Stand-Up Paddle Board Races
The races will take place from Noon to 1:00 PM
between Marine Park and the Les Davis Pier.
At 12 Noon on July 4th, a flotilla of standup paddleboards (SUPs) will launch from the beach next to Mariners Park and race around the pier.
Why, you ask, would a sport becoming popular in Hawaii be featured at Tacoma’s biggest outdoor event?
The answer lies in the trend of water sports enthusiasts starting to work hard to save the Puget Sound. Take for example, Mike Webb, Volunteer Coordinator of Surfrider Foundation’s South Sound Chapter, pictured here at Nisqually Reach Nature Center.
Mike organizes beach cleanups in Tacoma and Olympia and is frequently out on the Sound on his paddleboard enjoying the sport he calls “tai chi on water” and keeping an eye on the health of the Sound. “The view down into the water from a standing position is incredible.”
The South Sound Chapter is one of the sponsors of the SUP race on the 4th. The Surfrider Foundation was founded in 1984 by a handful of visionary surfers. The Surfrider Foundation now maintains over 50,000 members and 60 chapters across the United States and Puerto Rico, with international affiliates in Australia, Europe, Japan, Canada, and Argentina, and Brazil. For more information on the Surfrider Foundation visit www.surfrider.org.

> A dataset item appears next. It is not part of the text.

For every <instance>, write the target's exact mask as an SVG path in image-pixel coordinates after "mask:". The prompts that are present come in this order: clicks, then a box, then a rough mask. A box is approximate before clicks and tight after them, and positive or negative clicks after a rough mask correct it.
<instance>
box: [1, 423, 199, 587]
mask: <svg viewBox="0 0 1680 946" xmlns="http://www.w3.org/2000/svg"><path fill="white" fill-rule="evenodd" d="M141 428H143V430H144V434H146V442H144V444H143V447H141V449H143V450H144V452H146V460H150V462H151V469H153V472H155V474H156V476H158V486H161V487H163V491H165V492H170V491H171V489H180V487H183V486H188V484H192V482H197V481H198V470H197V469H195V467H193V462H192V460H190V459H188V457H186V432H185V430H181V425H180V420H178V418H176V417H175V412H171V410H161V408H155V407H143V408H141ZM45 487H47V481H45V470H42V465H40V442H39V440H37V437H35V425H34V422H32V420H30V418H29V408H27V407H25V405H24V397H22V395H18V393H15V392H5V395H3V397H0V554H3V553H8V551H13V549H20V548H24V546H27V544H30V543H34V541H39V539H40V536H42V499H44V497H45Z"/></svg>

Stand up paddle surfing (SUP), or in the Hawaiian language Hoe he'e nalu, is an emerging global sport with a Hawaiian heritage. It can be traced back to the early days of Polynesia. The sport is an ancient form of surfing, and began as a way for surfing instructors to manage their large groups of learner surfers, as standing on the board gave them a higher viewpoint, increasing visibility of what was going on around them - such as incoming swell. To begin with, this started with using a one-bladed paddle, whilst standing on a normal length surfboard. The popularity of the modern sport of SUP has its origination in the Hawaiian Islands. In the early 1960s, the Beach Boys of Waikiki would stand on their long boards, and paddle out with outrigger paddles to take pictures of the tourists learning to surf. This is where the term "Beach Boy Surfing", another name for Stand Up Paddle Surfing, originates.